Dining el fresco is great in warm weather, but balancing plates and glasses isn't much fun. A small table with a few comfortable chairs is essential, especially if you do a lot of entertaining.

Gliders or Swings

Depending on the size of your space, a traditional porch swing, a stand-alone swing, a glider (basically a swinging sofa) or just something hanging from a sturdy tree branch is a must-have. Whether it's on fully equipped metal or wooden swing sets or just an old tire suspended on a rope, there is something about swinging that brings out the kid in all of us.


Hammocks and lazy summer days go hand in hand. If you don't have a swing, you need a hammock. Hammocks can be economical with space, too. Get one with a collapsible frame or find a pair of sturdy posts or trees to hang it from – instant relaxation.

Occasional Tables

You need a convenient place to sit drinks and snacks, so you'll need a few small, sturdy tables. Make them light enough that they can be easily relocated to wherever you're relaxing, but stable enough so they don't get knocked over by pets or kids.

Doggy Loungers

Dogs like being outside too, but if they're couch potatoes inside they may try to take over your favorite comfy spot – a Labrador in a hammock isn't practical. A raised wooden bed with a washable, coordinating cushion and canopy to keep off the sun would be just the thing.
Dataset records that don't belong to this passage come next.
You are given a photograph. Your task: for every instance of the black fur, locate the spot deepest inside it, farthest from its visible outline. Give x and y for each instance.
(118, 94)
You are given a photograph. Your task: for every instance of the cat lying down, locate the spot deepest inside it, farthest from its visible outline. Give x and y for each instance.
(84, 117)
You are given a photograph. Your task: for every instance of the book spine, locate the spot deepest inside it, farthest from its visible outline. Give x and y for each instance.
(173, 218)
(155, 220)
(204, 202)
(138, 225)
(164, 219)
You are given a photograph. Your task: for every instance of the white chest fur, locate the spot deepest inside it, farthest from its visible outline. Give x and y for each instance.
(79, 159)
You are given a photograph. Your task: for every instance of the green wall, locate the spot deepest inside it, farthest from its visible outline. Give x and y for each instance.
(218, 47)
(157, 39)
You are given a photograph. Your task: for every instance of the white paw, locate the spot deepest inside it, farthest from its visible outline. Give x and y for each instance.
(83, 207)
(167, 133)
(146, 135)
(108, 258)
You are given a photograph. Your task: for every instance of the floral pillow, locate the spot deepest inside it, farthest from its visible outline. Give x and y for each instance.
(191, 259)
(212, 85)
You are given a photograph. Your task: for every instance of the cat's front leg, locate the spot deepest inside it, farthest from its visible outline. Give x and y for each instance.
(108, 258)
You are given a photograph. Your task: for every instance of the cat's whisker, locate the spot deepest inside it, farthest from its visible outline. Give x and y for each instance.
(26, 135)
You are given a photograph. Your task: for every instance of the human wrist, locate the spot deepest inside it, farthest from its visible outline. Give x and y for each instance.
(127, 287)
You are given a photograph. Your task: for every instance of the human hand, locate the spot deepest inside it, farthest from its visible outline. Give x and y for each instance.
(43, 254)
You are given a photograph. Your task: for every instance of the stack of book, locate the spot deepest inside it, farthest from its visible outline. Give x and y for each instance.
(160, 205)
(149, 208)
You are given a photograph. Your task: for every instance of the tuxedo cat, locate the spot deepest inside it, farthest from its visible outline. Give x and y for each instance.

And don't forget a "table" to keep their water bowl from tipping over.

Kid Sized Furniture

If you have the space in your garden plan, a scaled-down dining set or hammock will give kids a place to dine or recline in style. It can also keep them away from the adults, for a bit of extra peace and quiet.

Folding Chairs

Folding chairs are an absolute must for barbecues, backyard parties or even just a sunny afternoon when guests drop by. While most people think of the drab metal folding chairs popular with rental halls, many styles, colors and materials are available, so you're sure to find chairs that will be comfortable and look nice for your guests. Then, when the guests are gone, they fold up for easy, convenient storage in a closet, basement or other out-of-the-way location.


Once you've drawn up a rough plan, decided which pieces you need and know what your budget will withstand, you're ready to go shopping. Buy the best quality pieces you can afford, and go for durability as well as the fun-factor. Your garden furniture will give you years of service, no matter what material you choose.


If you like wood and can afford it, teak garden furniture is the best choice. Teak lasts forever, looks great and requires little maintenance. If the price of teak puts you off, cedar or cypress are good second choices. Whichever wood you select, make sure that wooden garden furniture is sealed with a good outdoor sealant that is guaranteed to last.


Wicker garden furniture is classic, elegant and comes in a variety of styles, sizes and shapes such as tables, chairs, loungers and rockers. Designed to be outside, wicker is durable, lightweight and will last for years on a covered porch. Good quality wicker can be expensive, but is well worth it.


Wrought-iron garden furniture is another classic choice when decorating the outdoors. What better than sitting at a small wrought-iron bistro table reading the paper and sipping your morning coffee? Aluminum can look good too, especially if you are going for a more modern look, and it will be less expensive than wrought iron. The combination of aluminum, glass and plastic fabric makes for sturdy, durable and weather-resistant tables and chairs.


In the last 15 to 20 years, white or green plastic garden furniture has become popular and easy to find almost everywhere. You can get tables, chairs and loungers that are inexpensive and lightweight. Although the white plastic shows the dirt, you can now buy a specialty plastic paint, which is a great way to turn discount plastic garden furniture into something a bit more personal and exciting.

Best Time to Buy

If you can, resist the temptation to buy garden furniture as soon as it appears in stores (shortly after Christmas). The longer you wait in the season, the better the discounts. Even if you buy some garden furniture in late August or early September, there's still the opportunity for a bonfire in the evening or a warm Indian summer afternoon.